# First Euro Trip, advice needed



## gregz12 (Dec 11, 2003)

I'm making my first trip to Europe this winter. Before I book anything I need to do a little research to find out where to go and what's the best time of year to go.

Here is a little background info about myself hopefully it's useful to point me towards the right hill. I'm 23year old former racer who will be traveling with one other person. My favorite terrain is high alpine, the steeper and scarier the better. My buddy and I are very comfortable riding the most challenging terrain at both Blackcomb and Kicking Horse, (haven't made it to Jackson's Hole yet), we are looking to get the adrenaline pumping in Europe. We are by no means jibbers and not too interested in park.

Just like the rest of the world when I think of Europe I think Chamonix. However we are planning a 3week trip and would like to hit some other hills. I've heard great things about the snow in Switzerland and that the Italian resorts aren't as pricey as Chamonix. 

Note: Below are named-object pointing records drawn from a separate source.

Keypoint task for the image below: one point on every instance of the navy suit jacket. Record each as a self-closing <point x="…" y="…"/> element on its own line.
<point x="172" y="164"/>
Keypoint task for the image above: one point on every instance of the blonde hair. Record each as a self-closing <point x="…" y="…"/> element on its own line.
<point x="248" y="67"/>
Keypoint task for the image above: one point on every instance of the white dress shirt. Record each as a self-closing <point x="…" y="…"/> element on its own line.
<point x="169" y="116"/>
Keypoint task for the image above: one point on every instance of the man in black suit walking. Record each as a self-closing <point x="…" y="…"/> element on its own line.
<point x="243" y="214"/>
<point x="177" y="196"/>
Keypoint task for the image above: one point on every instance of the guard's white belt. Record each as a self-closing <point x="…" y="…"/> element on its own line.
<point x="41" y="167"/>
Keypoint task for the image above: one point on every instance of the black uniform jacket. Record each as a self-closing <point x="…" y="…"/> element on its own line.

If you've done a European trip before can you please post some info regarding good resorts to check out. What to expect at these resorts, dealing with rain, extreme cold, lots of hiking, ect. Also what's the best time to go? Currently we are thinking end of February/Early March. When will the Alps be getting the most snow? 

Are there any good web sites I should check out? Basically I'm starting to do my research and would like to be pointed in the right direction.

PS I haven't been on this forum for years and I apologies if a post like this is bad form.

Greg


----------



## yetigonecrazy (May 23, 2005)

engerberg, andermatt, and davos in swtizerland....la clusaz, la grave in france, and monte rosa in italy are my reccomendations


----------



## poudreraft (Sep 21, 2004)

I was in Austria last year in mid-March and went to Saalbach/Hinterglem the week after Easter. The winters in Europe are much shorter at least Austria and we had rain one whole day and on and off another. Alot of the connections between resorts and the lower runs were already closed or bad, lots of dirty snow. The terrain looked nice, but conditions weren't. I was suprised by how early the conditions deteriorated there. On May 1st I had one of the best snow days at Loveland Pass and I'm sure all the snow in Europe was gone. Have fun, go to Prague!! can't miss it! Also I hear that Berlin is a rocking city.


----------